5 Tips to Help Money Last Until You're 100
Every year I like to read the results of the “Retirement Confidence Survey” which aims to gauge the views and attitudes of working and retired Americans regarding the various aspects of retirement. Of all the questions in the survey (34), I tend to frequently quote the results of one. Of the current workers surveyed, only 23% feel “very confident” that they will have enough money to live comfortably throughout their retirement years1. While that is a higher percentage of respondents then last year, it’s still a very low number. We aim to increase confidence through planning!
Here are 5 parts of retirement planning that we believe will help increase your confidence that you won’t outlive your money, with a couple different results of the survey sprinkled in for perspective.
- Keep earning money, even if it isn’t at your primary job – 74% say they plan to work in retirement, but only 28% of retirees surveyed said they actually worked for pay. Be a part of the 28%. Drive for Uber so you have social interaction and a flexible schedule. Do contract work on projects that interest you. Become an administrative assistant for local charity that badly needs the help. Know that while you are restricted on what you can earn on while on Social Security prior to full-retirement age, you can earn whatever after. Earning a little money can go a long way to keeping your portfolio in a good place for longer.

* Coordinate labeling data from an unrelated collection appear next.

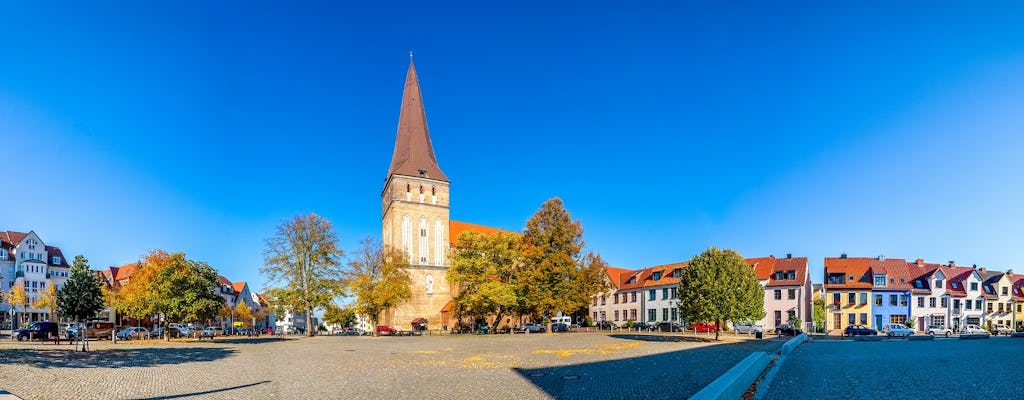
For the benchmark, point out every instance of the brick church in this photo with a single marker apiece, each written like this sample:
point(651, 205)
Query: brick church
point(415, 206)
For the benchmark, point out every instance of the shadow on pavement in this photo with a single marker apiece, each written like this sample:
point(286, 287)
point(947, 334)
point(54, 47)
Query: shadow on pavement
point(204, 392)
point(113, 358)
point(672, 374)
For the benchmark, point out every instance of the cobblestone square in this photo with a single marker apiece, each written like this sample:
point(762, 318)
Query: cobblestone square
point(534, 366)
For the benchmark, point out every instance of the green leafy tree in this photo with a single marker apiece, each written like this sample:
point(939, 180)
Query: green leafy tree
point(302, 265)
point(819, 313)
point(183, 291)
point(81, 298)
point(483, 269)
point(718, 285)
point(554, 276)
point(378, 278)
point(335, 315)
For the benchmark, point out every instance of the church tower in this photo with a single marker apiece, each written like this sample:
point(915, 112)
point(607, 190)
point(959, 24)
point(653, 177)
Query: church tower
point(415, 209)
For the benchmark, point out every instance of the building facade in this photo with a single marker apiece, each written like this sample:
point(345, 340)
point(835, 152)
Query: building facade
point(27, 262)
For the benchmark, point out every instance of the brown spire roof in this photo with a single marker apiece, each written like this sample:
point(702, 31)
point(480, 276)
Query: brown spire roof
point(414, 156)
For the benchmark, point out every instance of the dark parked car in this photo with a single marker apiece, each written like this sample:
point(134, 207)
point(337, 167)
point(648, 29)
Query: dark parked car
point(605, 325)
point(787, 329)
point(39, 330)
point(858, 330)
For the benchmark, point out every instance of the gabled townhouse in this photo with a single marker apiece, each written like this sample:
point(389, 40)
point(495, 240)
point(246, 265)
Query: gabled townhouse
point(966, 296)
point(998, 299)
point(890, 292)
point(787, 290)
point(847, 287)
point(1017, 303)
point(929, 298)
point(28, 262)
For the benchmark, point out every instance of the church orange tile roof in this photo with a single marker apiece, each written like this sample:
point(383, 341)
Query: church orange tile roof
point(457, 227)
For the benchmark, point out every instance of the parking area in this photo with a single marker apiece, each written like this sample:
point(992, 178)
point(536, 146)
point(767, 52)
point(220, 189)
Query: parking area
point(558, 365)
point(943, 368)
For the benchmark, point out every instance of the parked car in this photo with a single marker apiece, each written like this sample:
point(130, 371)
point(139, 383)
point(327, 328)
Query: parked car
point(92, 329)
point(532, 328)
point(858, 330)
point(973, 329)
point(787, 329)
point(1001, 329)
point(605, 325)
point(41, 330)
point(706, 327)
point(939, 330)
point(897, 329)
point(748, 327)
point(133, 332)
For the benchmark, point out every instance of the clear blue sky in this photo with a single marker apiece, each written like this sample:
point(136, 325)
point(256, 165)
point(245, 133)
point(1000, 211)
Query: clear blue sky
point(666, 127)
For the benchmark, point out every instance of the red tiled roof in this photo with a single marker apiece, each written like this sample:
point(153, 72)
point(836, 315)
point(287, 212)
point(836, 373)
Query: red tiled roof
point(457, 227)
point(856, 267)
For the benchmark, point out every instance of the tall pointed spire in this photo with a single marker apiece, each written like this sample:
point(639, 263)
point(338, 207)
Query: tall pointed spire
point(414, 156)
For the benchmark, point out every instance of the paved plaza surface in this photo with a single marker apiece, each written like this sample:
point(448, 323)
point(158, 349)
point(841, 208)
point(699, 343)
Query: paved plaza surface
point(525, 366)
point(943, 368)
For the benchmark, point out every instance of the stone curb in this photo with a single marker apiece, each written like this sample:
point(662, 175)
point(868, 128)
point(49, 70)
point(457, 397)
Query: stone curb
point(734, 382)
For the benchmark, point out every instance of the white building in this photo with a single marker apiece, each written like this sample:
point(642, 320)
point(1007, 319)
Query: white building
point(26, 261)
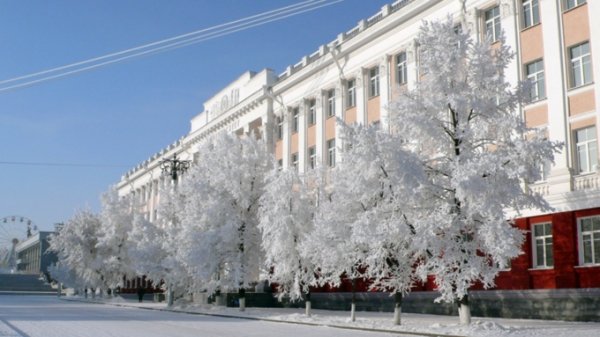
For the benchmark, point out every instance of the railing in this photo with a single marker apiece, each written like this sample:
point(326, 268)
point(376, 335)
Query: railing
point(541, 188)
point(586, 182)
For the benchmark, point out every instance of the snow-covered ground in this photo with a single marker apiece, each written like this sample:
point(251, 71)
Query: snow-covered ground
point(47, 316)
point(411, 323)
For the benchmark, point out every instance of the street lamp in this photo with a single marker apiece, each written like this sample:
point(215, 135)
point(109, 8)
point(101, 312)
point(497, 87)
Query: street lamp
point(173, 167)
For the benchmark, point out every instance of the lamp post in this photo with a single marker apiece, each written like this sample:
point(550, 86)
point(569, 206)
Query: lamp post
point(173, 168)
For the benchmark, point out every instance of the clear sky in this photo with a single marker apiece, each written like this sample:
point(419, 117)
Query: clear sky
point(115, 117)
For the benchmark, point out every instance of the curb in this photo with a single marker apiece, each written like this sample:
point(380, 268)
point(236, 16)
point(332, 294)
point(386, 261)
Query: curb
point(413, 333)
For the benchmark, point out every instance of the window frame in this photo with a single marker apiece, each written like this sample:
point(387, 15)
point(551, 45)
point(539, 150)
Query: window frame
point(583, 62)
point(295, 161)
point(295, 119)
point(312, 157)
point(351, 93)
point(373, 82)
point(496, 23)
point(534, 9)
point(580, 241)
point(537, 80)
point(279, 130)
point(401, 68)
point(331, 152)
point(544, 239)
point(311, 106)
point(330, 103)
point(575, 3)
point(590, 167)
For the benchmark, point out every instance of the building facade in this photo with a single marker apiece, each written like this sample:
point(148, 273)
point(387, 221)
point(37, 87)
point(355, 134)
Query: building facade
point(353, 78)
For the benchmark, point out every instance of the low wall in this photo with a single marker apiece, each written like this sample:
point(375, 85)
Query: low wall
point(555, 304)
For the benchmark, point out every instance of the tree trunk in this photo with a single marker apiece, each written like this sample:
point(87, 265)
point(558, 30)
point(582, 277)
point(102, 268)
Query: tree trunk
point(464, 310)
point(353, 306)
point(170, 296)
point(242, 298)
point(308, 305)
point(397, 307)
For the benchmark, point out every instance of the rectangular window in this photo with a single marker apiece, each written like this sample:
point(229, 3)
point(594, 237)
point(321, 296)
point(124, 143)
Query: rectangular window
point(586, 149)
point(331, 153)
point(531, 13)
point(351, 92)
point(581, 65)
point(295, 117)
point(573, 3)
point(543, 255)
point(401, 69)
point(330, 103)
point(279, 128)
point(535, 75)
point(589, 240)
point(312, 112)
point(493, 28)
point(295, 161)
point(312, 157)
point(374, 81)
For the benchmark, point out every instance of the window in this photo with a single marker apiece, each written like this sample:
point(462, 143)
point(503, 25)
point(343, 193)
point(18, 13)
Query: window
point(330, 103)
point(331, 153)
point(312, 111)
point(493, 28)
point(279, 128)
point(581, 65)
point(589, 240)
point(374, 81)
point(295, 116)
point(543, 256)
point(535, 75)
point(295, 161)
point(573, 3)
point(312, 157)
point(531, 13)
point(586, 148)
point(351, 88)
point(401, 69)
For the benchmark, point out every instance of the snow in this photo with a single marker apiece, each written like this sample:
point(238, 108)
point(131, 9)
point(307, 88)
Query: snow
point(73, 316)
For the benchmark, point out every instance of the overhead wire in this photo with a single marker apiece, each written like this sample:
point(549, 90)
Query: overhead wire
point(55, 164)
point(172, 43)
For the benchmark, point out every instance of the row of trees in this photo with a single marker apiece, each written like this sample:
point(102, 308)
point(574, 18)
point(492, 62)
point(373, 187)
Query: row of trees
point(428, 197)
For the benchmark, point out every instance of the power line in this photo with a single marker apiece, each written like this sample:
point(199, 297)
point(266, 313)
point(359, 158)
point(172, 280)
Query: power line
point(172, 43)
point(54, 164)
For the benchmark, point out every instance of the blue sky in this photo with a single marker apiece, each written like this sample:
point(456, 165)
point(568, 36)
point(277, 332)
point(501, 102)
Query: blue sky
point(121, 114)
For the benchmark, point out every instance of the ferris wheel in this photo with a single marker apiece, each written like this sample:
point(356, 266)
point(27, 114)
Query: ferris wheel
point(13, 229)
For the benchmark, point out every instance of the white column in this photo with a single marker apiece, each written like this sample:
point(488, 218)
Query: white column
point(320, 118)
point(384, 91)
point(361, 97)
point(558, 126)
point(594, 8)
point(302, 127)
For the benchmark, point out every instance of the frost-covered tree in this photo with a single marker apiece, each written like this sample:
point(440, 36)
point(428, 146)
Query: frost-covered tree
point(462, 120)
point(154, 245)
point(113, 237)
point(75, 245)
point(363, 224)
point(220, 240)
point(377, 185)
point(286, 219)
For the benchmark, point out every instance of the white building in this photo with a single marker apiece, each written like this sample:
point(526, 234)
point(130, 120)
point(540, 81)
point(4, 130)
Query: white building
point(557, 47)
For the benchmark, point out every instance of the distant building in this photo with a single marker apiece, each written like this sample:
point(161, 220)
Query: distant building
point(354, 77)
point(33, 256)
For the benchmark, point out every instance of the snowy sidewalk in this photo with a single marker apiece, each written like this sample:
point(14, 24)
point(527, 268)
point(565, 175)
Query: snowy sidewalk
point(417, 324)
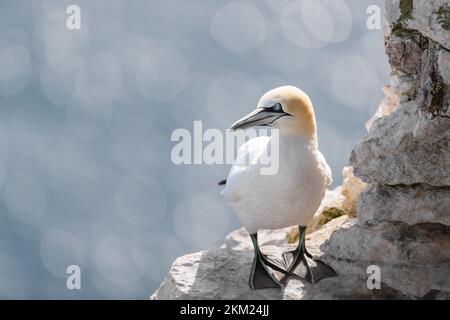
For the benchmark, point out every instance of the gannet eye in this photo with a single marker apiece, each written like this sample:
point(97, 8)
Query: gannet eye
point(277, 107)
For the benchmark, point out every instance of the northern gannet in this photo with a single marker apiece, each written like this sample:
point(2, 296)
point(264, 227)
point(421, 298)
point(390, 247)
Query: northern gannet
point(289, 197)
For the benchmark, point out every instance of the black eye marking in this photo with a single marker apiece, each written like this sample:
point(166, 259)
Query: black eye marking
point(277, 107)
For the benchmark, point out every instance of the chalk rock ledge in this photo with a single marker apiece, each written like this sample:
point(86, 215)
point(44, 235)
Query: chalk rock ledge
point(222, 273)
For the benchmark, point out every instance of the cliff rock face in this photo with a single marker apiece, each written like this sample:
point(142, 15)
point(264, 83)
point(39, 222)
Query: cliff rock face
point(222, 273)
point(402, 201)
point(404, 213)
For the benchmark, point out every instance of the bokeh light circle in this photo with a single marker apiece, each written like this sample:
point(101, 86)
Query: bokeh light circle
point(59, 250)
point(238, 26)
point(25, 198)
point(140, 200)
point(162, 74)
point(118, 260)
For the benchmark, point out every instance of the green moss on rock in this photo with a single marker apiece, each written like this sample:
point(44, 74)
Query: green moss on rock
point(406, 9)
point(443, 17)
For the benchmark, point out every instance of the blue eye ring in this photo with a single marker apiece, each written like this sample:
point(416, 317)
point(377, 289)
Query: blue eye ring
point(277, 107)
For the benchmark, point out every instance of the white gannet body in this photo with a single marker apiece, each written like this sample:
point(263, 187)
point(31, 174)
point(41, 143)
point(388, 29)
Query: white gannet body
point(292, 194)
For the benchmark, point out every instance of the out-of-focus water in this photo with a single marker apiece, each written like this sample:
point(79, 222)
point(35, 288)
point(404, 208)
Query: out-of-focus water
point(86, 118)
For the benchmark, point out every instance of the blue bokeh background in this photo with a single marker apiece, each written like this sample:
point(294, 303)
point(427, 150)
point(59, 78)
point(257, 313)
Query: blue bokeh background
point(86, 118)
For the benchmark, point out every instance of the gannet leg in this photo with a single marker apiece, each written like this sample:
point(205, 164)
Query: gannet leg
point(260, 276)
point(301, 264)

- Watch your withdrawal rate – You’ll need to supplement earned income, Social Security and perhaps a pension (if you have one) by tapping into your savings – 69% of retirees say their savings is a major part of their income. But be careful about how much you take out, especially early in retirement. 3%-4% is generally considered the “safe” rule of thumb. You’ll need to customize your plan, but note, dipping into principal is like killing a goose laying you golden eggs. You forever forgo the eggs that goose may have produced so be careful about your consumption.
- Keep money in the market. It’s easy to say “this is all I have” and get too conservative with your investments. You will NEED to keep up with inflation and taxes though, especially as health expenses go up. We use a “three bucket theory” to make sure you have assets earmarked for long-term growth at all times, without having to rely on those assets any time soon. Having cash and conservative buckets too, should allow you to withstand the ups and downs of the market in your long-term bucket during retirement.
- Know your expenses. There are needs, there are wants, and there are wishes. And you should have a bucket of money for unknowns too. Yet only 42% of pre-retirees have tried to figure out what they will need in retirement. Success in life comes from spending less than you make and saving the difference. Retirement is no different. So know what you need to spend and make sure your fixed income + the 3%-4% withdrawal rule will work over time.
- Resist the urge to help more than you can afford. Loved ones may need help. In fact 30% of respondents say they have provided unpaid care for loved ones. But many of those caregivers also admit it adversely affected their own finances. Try to plan ahead for these unknowns by knowing your options and your limits.
While there are no guarantees in life, other than taxes and dying, attention to these 5 parts of your retirement can only help your potential for making money last – perhaps until you’re 100!